Between Trump's never-ending scandals and Republican efforts to destroy health care and kowtow to the wealthy, Democrats around the country are fired up at the chance to take control of Congress in November.
"We are hungry to win in November," said Rep. Mark Pocan (D-WI), co-chair of the Congressional Progressive Caucus (CPC), in an interview with Shareblue Media. "We are hungry to take back the majority."
Opposition to Trump, and the culture of corruption surrounding him and his Republican Party, is one motivating factor for both grassroots activists and members of Congress. Voters want a check on Trump, something his own party has refused to do.
"The rot in this administration is just appalling," said Rep. Jim Himes (D-CT), speaking to Shareblue Media the day after former Trump lawyer Michael Cohen pleaded guilty to multiple charges, and former Trump campaign chairman Paul Manafort was found guilty in federal court on eight separate charges. Himes leads the moderate New Democrat Coalition in Congress.
Himes and Pocan both emphasized the priority for Democrats to fix the damage Republicans have done to the health care system, which Pocan described as "death by a thousand cuts to the Affordable Care Act."
Republicans initially tried to kick 23 million people off of the health care rolls last year, but that attempt was stymied by the Senate.

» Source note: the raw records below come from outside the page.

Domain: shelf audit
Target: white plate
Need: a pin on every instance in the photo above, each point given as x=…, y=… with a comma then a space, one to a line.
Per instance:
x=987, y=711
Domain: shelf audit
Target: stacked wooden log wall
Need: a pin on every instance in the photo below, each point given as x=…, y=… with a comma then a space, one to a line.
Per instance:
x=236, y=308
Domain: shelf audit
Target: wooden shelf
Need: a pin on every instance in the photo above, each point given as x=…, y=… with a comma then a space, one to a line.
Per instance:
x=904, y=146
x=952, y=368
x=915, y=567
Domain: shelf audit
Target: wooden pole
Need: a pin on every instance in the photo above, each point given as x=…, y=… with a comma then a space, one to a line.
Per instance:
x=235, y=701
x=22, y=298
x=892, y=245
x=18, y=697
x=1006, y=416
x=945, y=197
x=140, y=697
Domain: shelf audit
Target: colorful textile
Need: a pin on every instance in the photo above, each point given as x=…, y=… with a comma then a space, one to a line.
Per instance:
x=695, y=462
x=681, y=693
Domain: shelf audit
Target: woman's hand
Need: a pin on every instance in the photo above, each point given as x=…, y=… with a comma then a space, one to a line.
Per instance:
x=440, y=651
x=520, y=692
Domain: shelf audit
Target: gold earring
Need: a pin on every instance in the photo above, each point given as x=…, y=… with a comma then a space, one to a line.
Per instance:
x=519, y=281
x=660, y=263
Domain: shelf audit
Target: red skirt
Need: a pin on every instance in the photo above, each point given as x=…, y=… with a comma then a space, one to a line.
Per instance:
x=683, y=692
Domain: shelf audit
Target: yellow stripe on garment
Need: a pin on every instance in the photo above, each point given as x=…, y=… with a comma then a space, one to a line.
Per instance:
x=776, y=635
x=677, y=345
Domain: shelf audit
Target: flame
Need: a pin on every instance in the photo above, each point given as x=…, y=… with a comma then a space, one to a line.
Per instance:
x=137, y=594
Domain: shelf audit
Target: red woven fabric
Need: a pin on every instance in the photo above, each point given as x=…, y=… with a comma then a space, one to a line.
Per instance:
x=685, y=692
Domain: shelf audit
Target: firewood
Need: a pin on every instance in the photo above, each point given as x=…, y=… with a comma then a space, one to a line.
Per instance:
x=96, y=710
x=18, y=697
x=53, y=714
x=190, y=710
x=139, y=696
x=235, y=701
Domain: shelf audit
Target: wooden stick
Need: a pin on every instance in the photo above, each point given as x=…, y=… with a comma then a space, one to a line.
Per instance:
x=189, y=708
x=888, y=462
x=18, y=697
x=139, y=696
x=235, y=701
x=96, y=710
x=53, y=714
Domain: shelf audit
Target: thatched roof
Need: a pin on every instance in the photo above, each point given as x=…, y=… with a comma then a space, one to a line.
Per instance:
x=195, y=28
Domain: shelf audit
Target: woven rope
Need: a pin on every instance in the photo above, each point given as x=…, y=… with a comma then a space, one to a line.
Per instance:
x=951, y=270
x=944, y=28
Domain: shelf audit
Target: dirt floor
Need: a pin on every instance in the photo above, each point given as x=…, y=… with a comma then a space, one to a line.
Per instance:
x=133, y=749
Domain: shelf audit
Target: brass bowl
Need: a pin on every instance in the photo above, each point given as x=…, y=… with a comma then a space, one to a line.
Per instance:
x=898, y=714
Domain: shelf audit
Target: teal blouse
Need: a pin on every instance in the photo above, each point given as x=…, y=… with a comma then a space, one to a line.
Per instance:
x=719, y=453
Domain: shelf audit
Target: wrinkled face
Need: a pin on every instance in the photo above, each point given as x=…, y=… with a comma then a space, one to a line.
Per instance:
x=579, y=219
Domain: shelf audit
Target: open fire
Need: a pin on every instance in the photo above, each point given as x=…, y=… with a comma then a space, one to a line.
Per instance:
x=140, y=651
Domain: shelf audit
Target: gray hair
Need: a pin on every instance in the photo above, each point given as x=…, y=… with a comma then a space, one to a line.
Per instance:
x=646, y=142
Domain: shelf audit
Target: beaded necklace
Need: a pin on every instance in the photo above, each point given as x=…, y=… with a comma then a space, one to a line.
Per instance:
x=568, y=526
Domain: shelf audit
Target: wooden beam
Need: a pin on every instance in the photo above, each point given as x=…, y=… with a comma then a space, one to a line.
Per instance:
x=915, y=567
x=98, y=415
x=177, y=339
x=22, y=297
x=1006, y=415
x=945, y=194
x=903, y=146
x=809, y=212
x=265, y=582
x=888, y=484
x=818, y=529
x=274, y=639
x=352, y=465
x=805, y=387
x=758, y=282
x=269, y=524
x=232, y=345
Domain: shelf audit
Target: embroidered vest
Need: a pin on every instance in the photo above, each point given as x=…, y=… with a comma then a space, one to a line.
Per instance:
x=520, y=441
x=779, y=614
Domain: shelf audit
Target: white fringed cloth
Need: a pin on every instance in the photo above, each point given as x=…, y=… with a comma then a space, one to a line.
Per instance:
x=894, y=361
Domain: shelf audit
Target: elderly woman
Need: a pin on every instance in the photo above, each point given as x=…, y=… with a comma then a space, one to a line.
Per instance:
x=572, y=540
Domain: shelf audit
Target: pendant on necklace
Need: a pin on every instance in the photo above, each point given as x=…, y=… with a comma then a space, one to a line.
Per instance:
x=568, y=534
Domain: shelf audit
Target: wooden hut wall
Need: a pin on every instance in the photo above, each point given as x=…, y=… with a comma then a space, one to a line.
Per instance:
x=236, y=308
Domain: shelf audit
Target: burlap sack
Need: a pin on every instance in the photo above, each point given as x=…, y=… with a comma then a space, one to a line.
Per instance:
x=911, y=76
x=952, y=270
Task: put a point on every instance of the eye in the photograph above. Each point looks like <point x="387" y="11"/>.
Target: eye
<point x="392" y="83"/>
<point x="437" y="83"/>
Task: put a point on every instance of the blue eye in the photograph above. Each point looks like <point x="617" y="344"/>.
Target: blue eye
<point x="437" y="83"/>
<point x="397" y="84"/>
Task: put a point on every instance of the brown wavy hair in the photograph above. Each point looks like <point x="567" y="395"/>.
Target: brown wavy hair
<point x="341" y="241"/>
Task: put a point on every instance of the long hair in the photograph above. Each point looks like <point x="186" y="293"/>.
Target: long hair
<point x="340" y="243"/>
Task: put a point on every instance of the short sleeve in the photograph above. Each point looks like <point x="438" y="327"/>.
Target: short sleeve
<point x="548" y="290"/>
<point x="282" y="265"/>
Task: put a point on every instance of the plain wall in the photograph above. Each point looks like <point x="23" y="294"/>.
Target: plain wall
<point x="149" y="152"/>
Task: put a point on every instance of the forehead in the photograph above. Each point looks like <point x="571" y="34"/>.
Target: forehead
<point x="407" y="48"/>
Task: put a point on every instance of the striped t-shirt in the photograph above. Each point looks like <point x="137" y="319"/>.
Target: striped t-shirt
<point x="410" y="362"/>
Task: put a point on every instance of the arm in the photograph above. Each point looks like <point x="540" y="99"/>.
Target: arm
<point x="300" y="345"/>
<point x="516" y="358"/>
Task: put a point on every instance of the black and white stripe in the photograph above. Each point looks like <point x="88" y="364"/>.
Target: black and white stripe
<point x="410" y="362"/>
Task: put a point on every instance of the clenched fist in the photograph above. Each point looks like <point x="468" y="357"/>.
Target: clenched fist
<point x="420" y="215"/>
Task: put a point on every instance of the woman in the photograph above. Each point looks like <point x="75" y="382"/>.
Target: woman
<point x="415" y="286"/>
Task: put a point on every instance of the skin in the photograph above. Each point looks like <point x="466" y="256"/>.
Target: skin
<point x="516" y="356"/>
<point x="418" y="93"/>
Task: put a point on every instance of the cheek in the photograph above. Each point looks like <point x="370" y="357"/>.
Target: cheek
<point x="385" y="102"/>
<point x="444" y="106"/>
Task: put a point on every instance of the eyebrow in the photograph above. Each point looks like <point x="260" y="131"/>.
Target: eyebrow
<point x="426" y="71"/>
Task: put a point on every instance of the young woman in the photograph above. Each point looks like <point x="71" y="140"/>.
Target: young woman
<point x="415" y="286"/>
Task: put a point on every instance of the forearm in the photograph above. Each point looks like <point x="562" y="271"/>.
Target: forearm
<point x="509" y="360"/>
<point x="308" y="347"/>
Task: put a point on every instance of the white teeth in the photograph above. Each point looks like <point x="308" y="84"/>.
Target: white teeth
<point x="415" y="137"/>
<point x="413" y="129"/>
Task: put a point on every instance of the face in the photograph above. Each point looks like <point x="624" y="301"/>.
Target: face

Then Republicans inserted provisions into their tax scam, which resulted in drastically higher health care premiums and will cause millions of people to lose health insurance.
Republicans have vowed to try to repeal the ACA again if they keep the majority — an issue that Democrats are confident will help them.
"Health care is the driving force in this election," House Minority Leader Nancy Pelosi (D-CA) told Shareblue Media in a previous interview, a statement backed up by plenty of polling. Democrats want to retake the House in order to expand access to health care.
"All of us are for universal health care," says Himes, "even though there might be different visions of how we get there."
Not only is health care getting more expensive under Republican control, but wages are falling as well. While Trump and Republicans passed a tax bill that showered the wealthy families and rich corporations with billions in tax breaks, middle-class families are being left behind.
Himes and Pocan want to win in November to change that trajectory, and help build an economy that puts working class families first.
Even as they come from different places on the political spectrum, both men dismissed misleading media narratives pitting "establishment" candidates against "progressive" candidates as efforts to sow division where none exist.
Himes noted that there is "absolutely no light" between him and his colleagues on the important issues. Pocan agreed, saying, "Our differences are far fewer than what we have in common."
Heading into the home stretch of the 2018 midterms, a range of Democratic candidates around the country are generating buzz and excitement. New York candidate Alexandria Ocasio Cortez is energizing the progressive base, while the more moderate Rep. Conor Lamb (D-PA) won a stunning upset in a deep-red Pennsylvania special election.
Polling has consistently shown that Republicans are at serious risk of losing the House this November. Pocan, Himes, Pelosi, and Democratic candidates across the country are hungry to retake control of Congress and start the hard work of cleaning up the mess Trump and his party have made.